USA Freedom Act: New and (Not) Improved
Tomorrow, the House Judiciary Committee will mark up a new version of the USA Freedom Act. Sadly, like last year’s version, the new (and not improved) USA Freedom Act will do little or nothing to protect our freedom.
If Congress was serious about reigning in the surveillance state, they would be marking up the Surveillance State Repeal Act (HR 1466), which repeals the PATRIOT Act and the FISA Improvements Act. Any member of Congress looking for ideas on how to protect our liberties can also consults a letter Campaign for Liberty recently cosigned, along with several other groups from across the political spectrum, to the House and Senate Judiciary Committee, calling for the Committee to take real steps to protect our privacy and restore our Constitutional rights.
Text of letter here and below:
April 21, 2015
Dear Chairman Goodlatte, Ranking Member Conyers, Chairman Grassley, and Ranking Member Leahy:
We urge you to end mass surveillance of Americans. Among us are civil liberties organizations from across the political spectrum that speak for millions of people, businesses, whistleblowers, and experts. The impending expiration of three USA PATRIOT Act provisions on June 1 is a golden opportunity to end mass surveillance and enact additional reforms.

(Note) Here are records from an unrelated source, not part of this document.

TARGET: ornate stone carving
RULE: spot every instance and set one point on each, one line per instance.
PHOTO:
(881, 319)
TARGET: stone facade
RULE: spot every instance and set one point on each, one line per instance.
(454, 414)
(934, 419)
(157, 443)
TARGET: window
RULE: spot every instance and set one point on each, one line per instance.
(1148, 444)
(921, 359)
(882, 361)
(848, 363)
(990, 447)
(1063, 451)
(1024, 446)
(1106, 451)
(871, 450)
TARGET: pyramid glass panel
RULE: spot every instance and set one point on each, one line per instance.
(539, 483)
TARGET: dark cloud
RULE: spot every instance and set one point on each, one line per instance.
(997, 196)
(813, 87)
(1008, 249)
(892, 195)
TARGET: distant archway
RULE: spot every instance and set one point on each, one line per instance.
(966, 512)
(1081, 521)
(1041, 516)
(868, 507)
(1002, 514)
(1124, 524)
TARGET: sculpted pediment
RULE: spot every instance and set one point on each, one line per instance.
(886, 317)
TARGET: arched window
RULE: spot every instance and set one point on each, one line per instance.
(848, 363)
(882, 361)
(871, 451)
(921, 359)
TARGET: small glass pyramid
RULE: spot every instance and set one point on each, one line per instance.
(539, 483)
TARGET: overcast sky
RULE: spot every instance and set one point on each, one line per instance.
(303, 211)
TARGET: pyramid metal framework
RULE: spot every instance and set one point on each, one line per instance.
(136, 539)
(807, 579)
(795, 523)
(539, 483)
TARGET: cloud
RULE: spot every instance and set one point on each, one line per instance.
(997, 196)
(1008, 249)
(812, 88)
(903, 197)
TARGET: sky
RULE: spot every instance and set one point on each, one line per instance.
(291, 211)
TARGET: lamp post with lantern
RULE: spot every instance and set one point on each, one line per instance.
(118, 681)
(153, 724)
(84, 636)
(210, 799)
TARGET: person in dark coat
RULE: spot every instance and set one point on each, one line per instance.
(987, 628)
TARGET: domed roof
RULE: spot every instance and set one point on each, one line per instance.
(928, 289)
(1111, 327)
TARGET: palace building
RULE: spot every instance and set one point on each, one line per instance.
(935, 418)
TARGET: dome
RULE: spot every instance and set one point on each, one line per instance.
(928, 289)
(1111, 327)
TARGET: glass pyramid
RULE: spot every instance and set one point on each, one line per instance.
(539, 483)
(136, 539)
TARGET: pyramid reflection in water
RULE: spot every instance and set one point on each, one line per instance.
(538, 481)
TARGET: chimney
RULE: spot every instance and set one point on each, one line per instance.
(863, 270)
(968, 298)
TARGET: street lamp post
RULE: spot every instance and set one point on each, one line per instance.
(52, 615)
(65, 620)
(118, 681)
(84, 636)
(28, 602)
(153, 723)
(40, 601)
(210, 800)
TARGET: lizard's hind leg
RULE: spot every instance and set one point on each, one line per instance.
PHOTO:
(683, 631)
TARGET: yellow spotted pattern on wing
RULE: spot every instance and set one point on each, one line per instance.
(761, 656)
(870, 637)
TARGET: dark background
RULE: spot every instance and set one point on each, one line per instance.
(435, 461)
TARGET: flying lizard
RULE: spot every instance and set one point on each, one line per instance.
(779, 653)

Current surveillance practices are virtually limitless. They are unnecessary, counterproductive, and costly. They undermine our economy and the public’s trust in government. And they undercut the proper functioning of government.
Meaningful surveillance reform entails congressional repeal of laws and protocols the Executive secretly interprets to permit current mass surveillance practices. Additionally, it requires Congress to appreciably increase transparency, oversight, and accountability of intelligence agencies, especially those that have acted unconstitutionally.

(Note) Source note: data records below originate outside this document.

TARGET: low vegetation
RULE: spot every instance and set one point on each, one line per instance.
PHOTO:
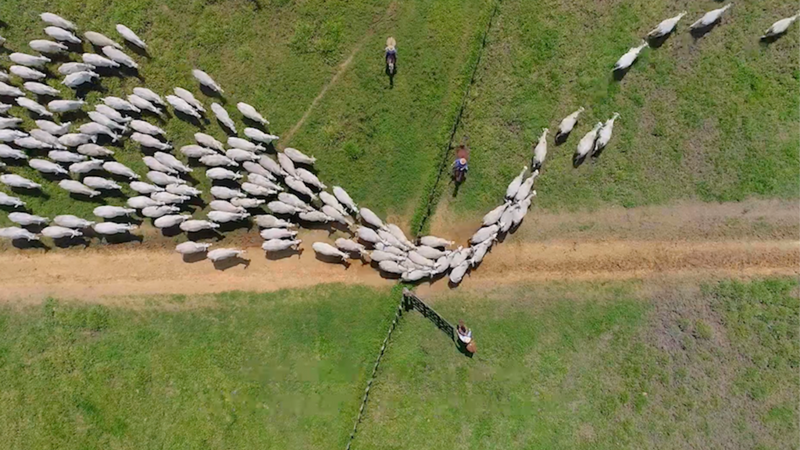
(597, 366)
(279, 370)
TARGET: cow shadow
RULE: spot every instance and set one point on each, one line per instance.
(67, 242)
(97, 200)
(657, 42)
(123, 238)
(619, 74)
(204, 234)
(283, 254)
(192, 120)
(31, 192)
(561, 138)
(700, 32)
(208, 92)
(136, 49)
(577, 160)
(767, 40)
(235, 225)
(24, 244)
(229, 263)
(332, 260)
(192, 258)
(171, 231)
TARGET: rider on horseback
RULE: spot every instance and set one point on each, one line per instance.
(391, 54)
(460, 165)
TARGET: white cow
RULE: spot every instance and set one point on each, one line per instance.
(113, 228)
(110, 212)
(70, 221)
(325, 249)
(58, 21)
(224, 253)
(76, 187)
(56, 232)
(26, 219)
(269, 221)
(189, 247)
(170, 220)
(276, 245)
(17, 181)
(144, 188)
(198, 225)
(100, 40)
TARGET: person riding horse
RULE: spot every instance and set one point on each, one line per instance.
(391, 55)
(461, 164)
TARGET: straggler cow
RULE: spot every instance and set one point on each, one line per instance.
(224, 253)
(189, 247)
(325, 249)
(70, 221)
(56, 232)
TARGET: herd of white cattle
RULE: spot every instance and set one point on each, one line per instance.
(286, 185)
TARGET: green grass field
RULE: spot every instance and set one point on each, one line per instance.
(713, 119)
(560, 365)
(281, 370)
(583, 366)
(377, 142)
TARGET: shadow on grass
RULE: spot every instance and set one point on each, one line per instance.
(282, 254)
(229, 263)
(192, 258)
(24, 244)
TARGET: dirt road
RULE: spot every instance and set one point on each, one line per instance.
(740, 240)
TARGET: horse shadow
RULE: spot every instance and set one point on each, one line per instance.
(391, 73)
(229, 263)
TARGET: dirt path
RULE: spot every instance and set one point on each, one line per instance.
(621, 246)
(342, 68)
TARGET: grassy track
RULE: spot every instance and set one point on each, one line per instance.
(281, 370)
(379, 143)
(713, 119)
(597, 366)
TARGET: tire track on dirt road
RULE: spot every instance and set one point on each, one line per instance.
(342, 68)
(98, 276)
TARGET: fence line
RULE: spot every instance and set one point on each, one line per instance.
(397, 315)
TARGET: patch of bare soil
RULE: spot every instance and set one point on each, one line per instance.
(687, 241)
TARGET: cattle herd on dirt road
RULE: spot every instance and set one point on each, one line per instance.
(277, 193)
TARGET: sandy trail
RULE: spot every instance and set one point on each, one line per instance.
(642, 243)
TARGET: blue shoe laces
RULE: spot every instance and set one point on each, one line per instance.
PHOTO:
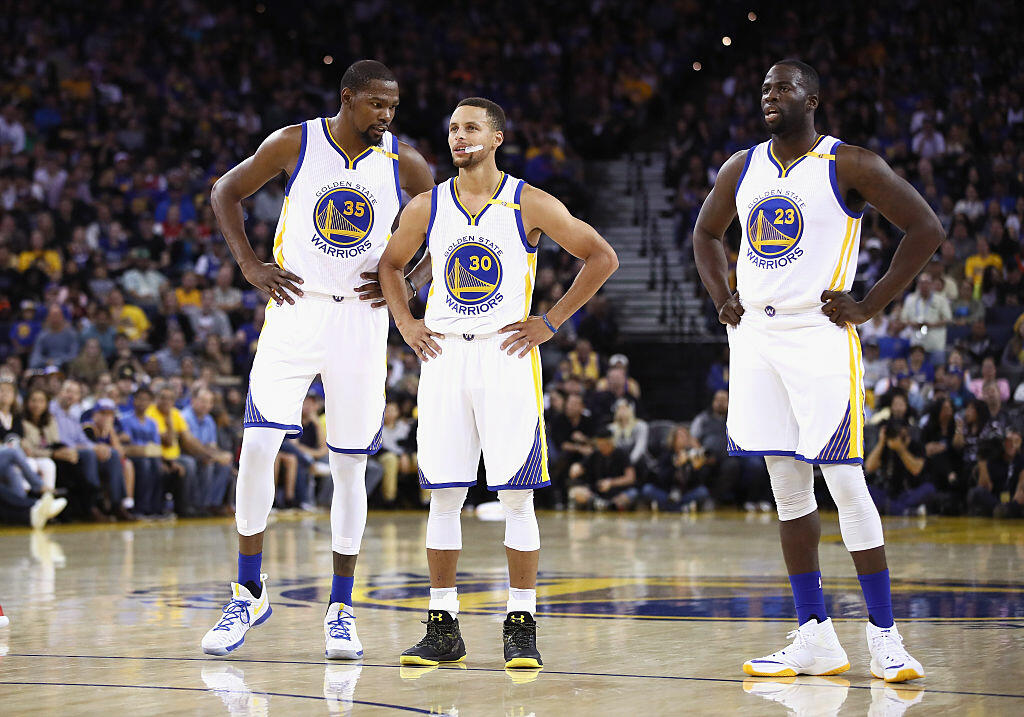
(236, 609)
(338, 628)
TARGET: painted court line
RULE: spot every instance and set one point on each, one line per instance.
(730, 680)
(210, 691)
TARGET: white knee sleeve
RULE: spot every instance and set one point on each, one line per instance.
(254, 489)
(793, 486)
(858, 518)
(521, 532)
(348, 507)
(443, 523)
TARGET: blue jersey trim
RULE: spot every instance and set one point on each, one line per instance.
(302, 154)
(433, 214)
(367, 451)
(518, 219)
(397, 181)
(293, 430)
(372, 449)
(747, 164)
(794, 454)
(507, 487)
(833, 177)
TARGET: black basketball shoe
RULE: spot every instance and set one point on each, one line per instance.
(519, 633)
(442, 643)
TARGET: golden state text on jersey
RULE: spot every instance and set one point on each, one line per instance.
(483, 267)
(799, 237)
(338, 211)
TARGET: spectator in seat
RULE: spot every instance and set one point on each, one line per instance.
(56, 343)
(899, 483)
(678, 481)
(605, 478)
(140, 438)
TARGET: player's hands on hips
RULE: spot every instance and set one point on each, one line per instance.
(421, 339)
(843, 308)
(525, 335)
(371, 291)
(731, 310)
(273, 280)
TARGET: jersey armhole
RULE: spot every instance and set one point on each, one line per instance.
(518, 218)
(302, 154)
(747, 164)
(397, 181)
(834, 179)
(433, 213)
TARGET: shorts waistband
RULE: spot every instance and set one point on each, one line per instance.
(335, 298)
(475, 337)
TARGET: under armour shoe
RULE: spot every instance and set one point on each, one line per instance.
(820, 697)
(339, 631)
(890, 661)
(815, 650)
(240, 614)
(888, 701)
(519, 634)
(339, 687)
(442, 643)
(228, 683)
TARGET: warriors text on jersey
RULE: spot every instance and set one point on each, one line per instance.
(799, 238)
(338, 211)
(483, 267)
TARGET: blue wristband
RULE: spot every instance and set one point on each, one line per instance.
(548, 324)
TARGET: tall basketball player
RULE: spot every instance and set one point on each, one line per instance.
(480, 381)
(346, 174)
(796, 395)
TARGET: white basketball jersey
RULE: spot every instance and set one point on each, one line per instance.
(338, 211)
(799, 238)
(483, 267)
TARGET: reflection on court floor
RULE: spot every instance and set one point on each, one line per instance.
(637, 614)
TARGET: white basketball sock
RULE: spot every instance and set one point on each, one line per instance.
(521, 600)
(444, 598)
(348, 507)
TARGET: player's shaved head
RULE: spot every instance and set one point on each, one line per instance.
(360, 75)
(808, 76)
(496, 116)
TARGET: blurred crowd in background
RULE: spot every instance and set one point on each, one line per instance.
(128, 331)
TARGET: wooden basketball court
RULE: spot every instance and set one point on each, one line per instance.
(639, 615)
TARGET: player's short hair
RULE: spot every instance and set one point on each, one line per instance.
(808, 75)
(360, 74)
(496, 116)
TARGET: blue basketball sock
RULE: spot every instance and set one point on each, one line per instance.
(341, 590)
(249, 566)
(878, 597)
(808, 596)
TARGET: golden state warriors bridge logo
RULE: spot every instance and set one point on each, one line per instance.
(773, 230)
(472, 276)
(343, 217)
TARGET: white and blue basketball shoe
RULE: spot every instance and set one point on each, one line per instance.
(241, 614)
(339, 631)
(815, 650)
(890, 661)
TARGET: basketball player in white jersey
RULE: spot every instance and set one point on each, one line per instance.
(346, 174)
(796, 395)
(480, 381)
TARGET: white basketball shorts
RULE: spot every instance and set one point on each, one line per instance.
(796, 387)
(343, 341)
(474, 396)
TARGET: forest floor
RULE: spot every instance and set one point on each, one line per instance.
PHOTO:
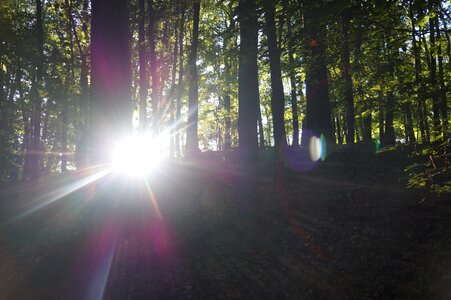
(347, 228)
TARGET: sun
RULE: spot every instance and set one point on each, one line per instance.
(137, 155)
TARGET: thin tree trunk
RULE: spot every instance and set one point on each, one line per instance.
(418, 82)
(367, 125)
(228, 83)
(433, 73)
(381, 118)
(442, 88)
(81, 153)
(179, 82)
(153, 68)
(318, 111)
(338, 128)
(35, 144)
(192, 142)
(172, 95)
(349, 93)
(294, 102)
(248, 81)
(111, 114)
(142, 68)
(277, 94)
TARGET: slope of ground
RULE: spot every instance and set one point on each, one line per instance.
(347, 228)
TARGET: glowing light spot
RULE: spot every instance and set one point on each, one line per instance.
(137, 155)
(377, 145)
(317, 148)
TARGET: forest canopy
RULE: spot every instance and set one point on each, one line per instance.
(215, 75)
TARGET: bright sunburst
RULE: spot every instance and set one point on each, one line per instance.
(137, 155)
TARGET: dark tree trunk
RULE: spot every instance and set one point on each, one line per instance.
(35, 154)
(248, 81)
(433, 72)
(142, 68)
(228, 79)
(179, 82)
(442, 88)
(349, 93)
(110, 76)
(153, 68)
(81, 151)
(294, 102)
(389, 130)
(192, 141)
(172, 96)
(381, 118)
(277, 94)
(367, 126)
(409, 122)
(418, 82)
(318, 111)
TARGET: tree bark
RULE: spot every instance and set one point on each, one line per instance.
(179, 82)
(318, 111)
(142, 68)
(111, 115)
(292, 71)
(418, 82)
(277, 94)
(442, 88)
(192, 141)
(248, 81)
(153, 69)
(433, 72)
(349, 92)
(35, 144)
(228, 79)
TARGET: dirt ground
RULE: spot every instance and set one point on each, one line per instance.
(344, 229)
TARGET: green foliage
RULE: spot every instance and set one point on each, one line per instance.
(431, 169)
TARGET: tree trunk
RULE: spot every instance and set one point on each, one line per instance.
(381, 118)
(153, 69)
(192, 141)
(367, 125)
(418, 82)
(228, 83)
(318, 111)
(81, 151)
(111, 115)
(179, 82)
(442, 88)
(292, 71)
(142, 68)
(248, 81)
(35, 144)
(277, 94)
(433, 72)
(349, 93)
(172, 95)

A majority of the House of Representatives already has voted against mass surveillance. The Massie-Lofgren amendment to the National Defense Authorization Act garnered 293 votes in support of defunding “backdoor searches.” Unfortunately, that amendment was not included in the “CRomnibus” despite overwhelming support. We urge you to act once again to vindicate our fundamental liberties.
End the NSA’s bulk collection of telephone information under the USA PATRIOT Act.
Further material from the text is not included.